Filos: Bieb vertel jij verder?
Bibi: nee joh, doe jij maar
Nou ja, samen vertellen is toch leuker
Blauwe zee
Een Grieks eiland in een mooie blauwe zee. Dat is waar wij wonen. Van daar naar Nederland is het heel veel uren rijden met een auto of een bus. En ook nog varen. Dat gaan wij natuurlijk niet doen. Het beste is om met een grote vlieg-vogel te gaan. Bibi wordt er een beetje bang van. Zouden we dat wel doen Filos?
Jawel Bieb, want zoals wij Grieken zeggen: “als je de dansvloer betreedt, dan zul je dansen”.
We willen toch naar ons eigen thuis bij het Maria-mens? Ik vind het ook eng zo’n grote reis. Maar joh, we zijn samen. We houden elkaar stevig vast, pootje in pootje. En we krijgen assistentie van lieve mensen die ervoor zorgen dat we veilig kunnen reizen.
Eerst moeten we naar de witte jas. We worden van alle kanten bekeken en ze doen aan ons voelen of ons gezond wel goed is. We krijgen prikken tegen nare beestjes. En een certificaat dat we mogen reizen.
Grote reis
Op de dag van de grote reis worden kopjes en neusjes gegeven met alle poezenvriendjes, met pootjes gezwaaid. Kaló taxidi en kalí tychi, goede reis en veel geluk. Er wacht jullie een mooi leven. In de reisbox liggen lekkere snoepjes. Ja, dat lusten we wel. Achter ons gaat het deurtje dicht. Oef, daar gaan we.
Op de luchthaven staan een moeder en haar twee meisjes op ons te wachten. Onze reisbegeleiding. Zij zwaaien met onze poes-poorten naar de douane. Ze zorgen ervoor dat we naar de vlieg-vogel worden gebracht waar we in een groot ruim zitten. Dat vinden we niet zo heel gezellig. We horen zoveel geluiden die we niet kennen. Bewegingen waar we bijna van ondersteboven keukelen.

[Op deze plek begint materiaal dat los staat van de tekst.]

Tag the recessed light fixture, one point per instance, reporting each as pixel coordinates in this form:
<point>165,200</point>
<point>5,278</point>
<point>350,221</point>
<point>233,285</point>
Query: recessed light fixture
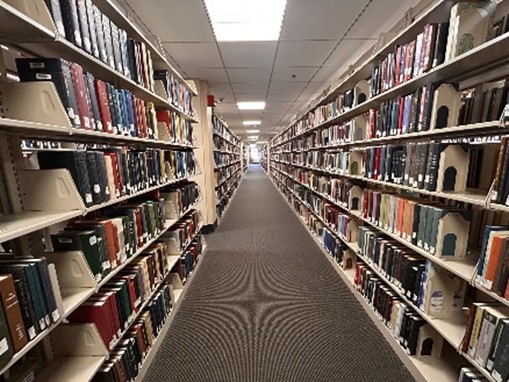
<point>251,105</point>
<point>252,123</point>
<point>246,20</point>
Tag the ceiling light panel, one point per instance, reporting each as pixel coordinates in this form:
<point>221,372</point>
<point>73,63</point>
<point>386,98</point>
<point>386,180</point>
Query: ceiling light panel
<point>246,20</point>
<point>251,105</point>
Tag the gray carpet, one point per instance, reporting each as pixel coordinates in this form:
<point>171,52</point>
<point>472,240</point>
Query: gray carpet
<point>266,305</point>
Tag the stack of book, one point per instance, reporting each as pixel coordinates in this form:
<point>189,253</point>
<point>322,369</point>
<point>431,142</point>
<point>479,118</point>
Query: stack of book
<point>486,338</point>
<point>90,103</point>
<point>105,175</point>
<point>83,24</point>
<point>127,357</point>
<point>30,300</point>
<point>109,241</point>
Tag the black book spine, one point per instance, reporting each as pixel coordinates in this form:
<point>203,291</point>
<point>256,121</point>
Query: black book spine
<point>441,44</point>
<point>71,22</point>
<point>93,101</point>
<point>93,176</point>
<point>103,175</point>
<point>56,13</point>
<point>47,290</point>
<point>92,27</point>
<point>83,180</point>
<point>101,44</point>
<point>84,29</point>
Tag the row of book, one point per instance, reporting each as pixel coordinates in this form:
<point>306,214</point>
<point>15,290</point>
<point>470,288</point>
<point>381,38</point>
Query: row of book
<point>416,277</point>
<point>222,131</point>
<point>111,173</point>
<point>406,325</point>
<point>492,271</point>
<point>84,25</point>
<point>222,145</point>
<point>181,196</point>
<point>109,241</point>
<point>224,195</point>
<point>90,103</point>
<point>486,338</point>
<point>127,357</point>
<point>412,59</point>
<point>225,173</point>
<point>440,230</point>
<point>30,302</point>
<point>178,128</point>
<point>116,305</point>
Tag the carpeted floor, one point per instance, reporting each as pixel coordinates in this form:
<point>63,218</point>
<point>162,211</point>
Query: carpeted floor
<point>266,305</point>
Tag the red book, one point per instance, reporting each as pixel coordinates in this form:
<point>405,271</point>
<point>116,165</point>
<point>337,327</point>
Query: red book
<point>401,114</point>
<point>376,167</point>
<point>95,312</point>
<point>104,107</point>
<point>409,62</point>
<point>81,96</point>
<point>398,65</point>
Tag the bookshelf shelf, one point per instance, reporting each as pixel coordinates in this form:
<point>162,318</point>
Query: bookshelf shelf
<point>464,269</point>
<point>16,26</point>
<point>226,165</point>
<point>23,223</point>
<point>160,61</point>
<point>463,131</point>
<point>474,197</point>
<point>431,370</point>
<point>62,133</point>
<point>71,369</point>
<point>475,59</point>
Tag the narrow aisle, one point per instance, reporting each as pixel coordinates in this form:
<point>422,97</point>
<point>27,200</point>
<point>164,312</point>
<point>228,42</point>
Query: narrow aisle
<point>266,305</point>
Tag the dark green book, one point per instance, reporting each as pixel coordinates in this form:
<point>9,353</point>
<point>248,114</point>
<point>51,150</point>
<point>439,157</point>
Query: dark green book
<point>84,241</point>
<point>6,349</point>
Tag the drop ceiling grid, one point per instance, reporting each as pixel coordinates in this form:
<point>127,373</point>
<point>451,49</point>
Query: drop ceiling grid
<point>316,45</point>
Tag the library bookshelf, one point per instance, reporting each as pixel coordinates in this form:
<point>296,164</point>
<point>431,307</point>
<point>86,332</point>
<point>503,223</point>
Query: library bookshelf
<point>334,166</point>
<point>37,203</point>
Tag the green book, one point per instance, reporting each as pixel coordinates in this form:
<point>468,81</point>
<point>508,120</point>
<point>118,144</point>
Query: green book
<point>85,241</point>
<point>6,349</point>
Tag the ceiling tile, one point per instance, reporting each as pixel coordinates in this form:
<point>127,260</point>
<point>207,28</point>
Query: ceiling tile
<point>328,73</point>
<point>195,55</point>
<point>304,20</point>
<point>285,73</point>
<point>304,53</point>
<point>250,87</point>
<point>209,74</point>
<point>249,74</point>
<point>248,54</point>
<point>170,19</point>
<point>380,16</point>
<point>349,51</point>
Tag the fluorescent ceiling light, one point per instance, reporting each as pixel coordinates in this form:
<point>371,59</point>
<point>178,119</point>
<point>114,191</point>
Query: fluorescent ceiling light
<point>251,105</point>
<point>246,20</point>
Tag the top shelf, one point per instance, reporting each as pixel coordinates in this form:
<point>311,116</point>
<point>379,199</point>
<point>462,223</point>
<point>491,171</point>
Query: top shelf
<point>38,36</point>
<point>485,56</point>
<point>119,18</point>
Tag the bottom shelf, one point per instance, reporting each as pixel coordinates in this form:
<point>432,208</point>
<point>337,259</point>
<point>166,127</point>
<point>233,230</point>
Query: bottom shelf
<point>433,369</point>
<point>64,369</point>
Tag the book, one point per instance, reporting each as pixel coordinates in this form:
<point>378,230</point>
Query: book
<point>71,21</point>
<point>75,162</point>
<point>6,349</point>
<point>12,311</point>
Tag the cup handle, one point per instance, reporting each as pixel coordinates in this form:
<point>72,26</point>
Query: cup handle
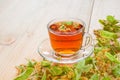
<point>87,40</point>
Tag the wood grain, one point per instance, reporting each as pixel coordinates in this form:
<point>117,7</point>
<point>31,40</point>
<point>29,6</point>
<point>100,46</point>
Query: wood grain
<point>101,9</point>
<point>26,21</point>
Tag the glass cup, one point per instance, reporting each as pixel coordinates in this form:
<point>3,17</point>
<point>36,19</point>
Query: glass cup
<point>66,36</point>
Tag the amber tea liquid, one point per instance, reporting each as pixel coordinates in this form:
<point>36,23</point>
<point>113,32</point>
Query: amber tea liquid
<point>66,37</point>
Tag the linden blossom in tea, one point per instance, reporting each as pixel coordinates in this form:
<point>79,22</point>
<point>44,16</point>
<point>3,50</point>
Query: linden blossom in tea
<point>66,37</point>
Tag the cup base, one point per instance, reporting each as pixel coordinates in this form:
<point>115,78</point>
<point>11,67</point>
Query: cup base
<point>47,52</point>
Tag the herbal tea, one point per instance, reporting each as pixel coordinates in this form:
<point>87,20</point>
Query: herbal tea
<point>66,37</point>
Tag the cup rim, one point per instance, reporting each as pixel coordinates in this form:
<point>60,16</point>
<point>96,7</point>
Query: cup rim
<point>66,19</point>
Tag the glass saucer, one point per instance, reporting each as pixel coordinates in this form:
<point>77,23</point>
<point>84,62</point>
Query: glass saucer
<point>45,50</point>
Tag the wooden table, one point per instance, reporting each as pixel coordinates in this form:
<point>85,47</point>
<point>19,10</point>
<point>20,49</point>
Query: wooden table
<point>23,25</point>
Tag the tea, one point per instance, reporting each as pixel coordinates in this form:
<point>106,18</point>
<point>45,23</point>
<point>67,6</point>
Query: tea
<point>66,37</point>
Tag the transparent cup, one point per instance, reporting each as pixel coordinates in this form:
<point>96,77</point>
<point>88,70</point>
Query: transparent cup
<point>68,43</point>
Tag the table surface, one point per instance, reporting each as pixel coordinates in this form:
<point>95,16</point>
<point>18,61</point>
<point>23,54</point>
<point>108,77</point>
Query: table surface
<point>23,25</point>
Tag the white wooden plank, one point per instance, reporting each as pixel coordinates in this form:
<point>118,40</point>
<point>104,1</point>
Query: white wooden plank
<point>101,9</point>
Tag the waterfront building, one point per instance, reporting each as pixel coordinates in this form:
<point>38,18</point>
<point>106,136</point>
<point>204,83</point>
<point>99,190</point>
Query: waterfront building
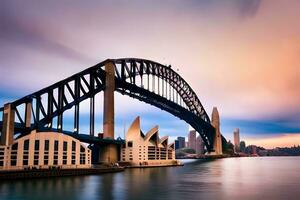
<point>43,150</point>
<point>181,141</point>
<point>147,149</point>
<point>177,146</point>
<point>192,139</point>
<point>199,146</point>
<point>236,135</point>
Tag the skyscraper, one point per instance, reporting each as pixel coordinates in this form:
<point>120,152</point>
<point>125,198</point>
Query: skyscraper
<point>199,145</point>
<point>181,141</point>
<point>177,145</point>
<point>236,135</point>
<point>192,139</point>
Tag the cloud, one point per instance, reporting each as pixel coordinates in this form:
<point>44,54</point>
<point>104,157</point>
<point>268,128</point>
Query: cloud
<point>248,8</point>
<point>273,141</point>
<point>17,30</point>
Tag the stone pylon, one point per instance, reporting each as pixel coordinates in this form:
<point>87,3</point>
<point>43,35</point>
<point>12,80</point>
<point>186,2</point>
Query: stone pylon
<point>218,138</point>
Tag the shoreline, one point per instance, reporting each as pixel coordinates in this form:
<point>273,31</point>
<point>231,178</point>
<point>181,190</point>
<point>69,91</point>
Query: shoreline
<point>47,173</point>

En het duurt lang, uuren lang.
Als de vlieg-vogel zijn poten weer op de grond zet, worden we uit het ruim geladen. Nu zijn we in het andere land aan de zee, Nederland. Weer zwaaien met onze poes-poorten om binnen te mogen. We worden met de reis box op een karretje gezet en de meisje duwen hem richting schuifdeuren. Maar hoo, hee, wacht even. Hoe weten we wie onze nieuwe mensen zijn?
Thuis
Kijk daar, een dansende mevrouw houdt een poezen tekening in de lucht. Zou die voor ons zijn? Voor het eerst horen we de stem van ons Maria-mens: Kalispéra, goedemiddag lieve Bibi en Filos. Wij meowen niet en kijken alleen maar. Wat een drukte om ons heen. Wat een poespas op zo’n vliegveld. Bibi vindt het té spannend en maakt zich heel klein tegen de achterwand van de reis box. Ik, Filos, ben nieuwsgierig en kijk goed rond naar wat er allemaal gebeurt.
Dank u wel lieve mevrouw met de twee meisjes dat jullie ons mee wilde nemen op je terugreis na de vakantie. Wij zijn echt blij dat het achter de rug is. Nu nog het laatste stukje met de auto.
En daar in een kamertje ging het deurtje van de reisbox open. Hè, hè, we zijn er. Eindelijk ons nieuwe THUIS!